Three families, including Grove’s, jointly owned the Broomgrass land. A neighboring farmer was farming it.

“We brainstormed how to keep the farm going, prevent development and live there. We spent a year developing our ideas for a new farm community prototype. Then we bought out the other owners,” Grove said.

They knew they couldn’t do it all themselves, he said. “We thought, ‘If one family can’t maintain the typical American farm – which is, on average, 300 acres – maybe multiple families can.'”

They came up with the idea of limiting the number of houses and the lot size, keeping most of the woodland and fields in ‘common’ and providing residents the opportunity to farm the common land.

They learned about a federal farmland protection program administered through the county that had recently been established. They submitted an application for a Broomgrass conservation easement. “I got the application,” said Lavonne Paden, executive director of the Berkeley County Farmland Protection program in 2004.

A conservation easement is a way to conserve property in a natural state by permanently restricting development. It also prevents other government entities from enforcing the right of eminent domain for structures such as power lines. And it provides some financial compensation to the owners for the limits on development.

West Virginia has 215 farmland easements over 20,000 acres, and Berkeley County has 53, covering 5,166 acres, said F. Mark Schiavone, executive director of the Berkeley County Farmland Protection Board.
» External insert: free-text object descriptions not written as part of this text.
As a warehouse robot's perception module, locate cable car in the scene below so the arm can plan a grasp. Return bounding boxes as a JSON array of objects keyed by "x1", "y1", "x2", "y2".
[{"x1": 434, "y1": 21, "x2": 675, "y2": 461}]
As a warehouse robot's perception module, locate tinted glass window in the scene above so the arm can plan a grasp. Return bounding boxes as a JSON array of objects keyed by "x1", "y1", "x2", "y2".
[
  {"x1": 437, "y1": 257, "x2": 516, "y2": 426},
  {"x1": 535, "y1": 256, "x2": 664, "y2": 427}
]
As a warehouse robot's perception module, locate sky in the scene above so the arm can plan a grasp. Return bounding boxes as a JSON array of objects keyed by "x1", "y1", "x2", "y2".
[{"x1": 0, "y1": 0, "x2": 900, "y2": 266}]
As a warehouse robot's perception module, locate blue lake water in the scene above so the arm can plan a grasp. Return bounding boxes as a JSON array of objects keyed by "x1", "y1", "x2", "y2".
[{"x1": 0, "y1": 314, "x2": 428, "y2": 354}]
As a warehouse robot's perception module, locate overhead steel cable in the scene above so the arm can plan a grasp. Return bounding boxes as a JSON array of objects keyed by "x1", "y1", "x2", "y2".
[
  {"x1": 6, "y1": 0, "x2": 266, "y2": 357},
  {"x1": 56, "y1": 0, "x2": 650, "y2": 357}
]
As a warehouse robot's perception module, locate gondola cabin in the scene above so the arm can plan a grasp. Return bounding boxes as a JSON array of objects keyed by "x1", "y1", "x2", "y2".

In 2005, the Berkeley County Farmland Protection Board and the USDA Natural Resources Conservation Service approved Dall’Olio and Grove’s easement application.

With that money and a commercial loan, they improved the property (roads, utilities, fencing, storm water retention); built amenities (a barn and pool); delineated 16 house sites (the farmland protection program allowed one home per 20 acres); and began selling lots. They designed their house, Willson and Kinghorn’s, and three others.

“Then we ended the founder period and turned management over to the Broomgrass Community Association. Now we’re just members like everyone else,” Dall’Olio said.

There are miles of trails to walk, bike, cross-country ski or snowshoe.

“For us, Broomgrass is a confluence of everything we love,” Dall’Olio said.